Just the memory made her stomach turn.
And worse than the panic was the worry that Dr. Jackson had seen it. She already feared disappointing him, and now she’d done it, and more efficiently than she would have believed possible. Her cheeks burned at the memory of their conversation a few moments earlier. He had already been hesitant about allowing Hazel’s presence on the hospital staff. If he knew she fell apart with such regularity, he’d banish her from the hospital for certain, and then where would she be? The nearest town was in pieces. She had no idea if the train tracks had been mended, and of course she couldn’t leave without Nella and Captain Bryant.
She grabbed a candle lamp from an alcove, irritated with herself that she still hadn’t located any striking matches to use in the morning. She held the lamp aloft, letting it illuminate her path. When she arrived at the door to her bedchamber, she reached into her pocket for the key. But before drawing it out, she stopped, and all other thoughts went from her mind when she saw that the door was ajar. Had she been robbed?
She stepped back and counted the doors in the passageway to make certain she was at the right room. An uncomfortable feeling tingled her nerves. But perhaps she was being silly. Was she certain she’d pulled the door completely closed when she left earlier? Straining her ears, she pushed the door with her fingertips. It opened just over halfway and stopped, bumping into something hard. Hazel hesitated. But hearing no movement, she took a step inside and raised the lamp.
A dark shape occupied most of the room. When the light fell on it, Hazel’s worries disappeared. Her traveling trunk had arrived. And so, she saw, had Nella’s, along with Captain Bryant’s portmanteau.
Hazel closed the door, noting that the chair had been removed. There wasn’t room for it with all the luggage. Her trunk sat on the floor beneath Nella’s, their travel bags, and the hatboxes. The portmanteau was between the trunks and the wall.

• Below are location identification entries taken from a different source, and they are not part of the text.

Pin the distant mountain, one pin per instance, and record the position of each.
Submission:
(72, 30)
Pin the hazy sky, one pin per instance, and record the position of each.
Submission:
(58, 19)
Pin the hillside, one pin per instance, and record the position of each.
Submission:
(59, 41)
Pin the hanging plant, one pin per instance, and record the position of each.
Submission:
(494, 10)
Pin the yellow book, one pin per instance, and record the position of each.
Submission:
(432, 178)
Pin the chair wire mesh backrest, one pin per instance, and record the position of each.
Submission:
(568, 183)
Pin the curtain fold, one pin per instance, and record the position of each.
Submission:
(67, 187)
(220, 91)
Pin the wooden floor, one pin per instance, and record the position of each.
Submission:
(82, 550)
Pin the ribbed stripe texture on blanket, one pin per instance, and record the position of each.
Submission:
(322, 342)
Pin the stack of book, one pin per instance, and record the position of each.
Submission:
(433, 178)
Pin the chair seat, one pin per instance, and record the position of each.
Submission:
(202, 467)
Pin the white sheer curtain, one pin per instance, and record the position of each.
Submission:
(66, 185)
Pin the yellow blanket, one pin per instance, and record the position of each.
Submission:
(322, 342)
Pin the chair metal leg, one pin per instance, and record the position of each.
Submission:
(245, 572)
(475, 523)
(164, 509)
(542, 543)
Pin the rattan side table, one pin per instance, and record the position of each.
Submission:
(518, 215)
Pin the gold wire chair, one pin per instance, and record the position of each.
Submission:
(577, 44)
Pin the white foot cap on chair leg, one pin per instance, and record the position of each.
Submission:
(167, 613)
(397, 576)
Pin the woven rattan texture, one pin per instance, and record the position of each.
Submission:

She scooted along the narrow space between the cot and the trunks and set the lamp on the table, glad that at least that one bit of furniture remained, and she considered the puzzle of how to access her trunk. There was not sufficient space on the floor for both trunks to sit side by side—unless she took away the cot. And she wasn’t sure she could lift the trunk back up if she did manage to push it off onto the floor anyway. In the end, she put the lamp on the trunks, lifted the little table onto the wooden cot, along with the hatboxes, and pushed and pulled until the cot was flush against the trunks. Then she put the table and hatboxes in the small space between the cot and the wall and pulled Nella’s trunk onto the cot.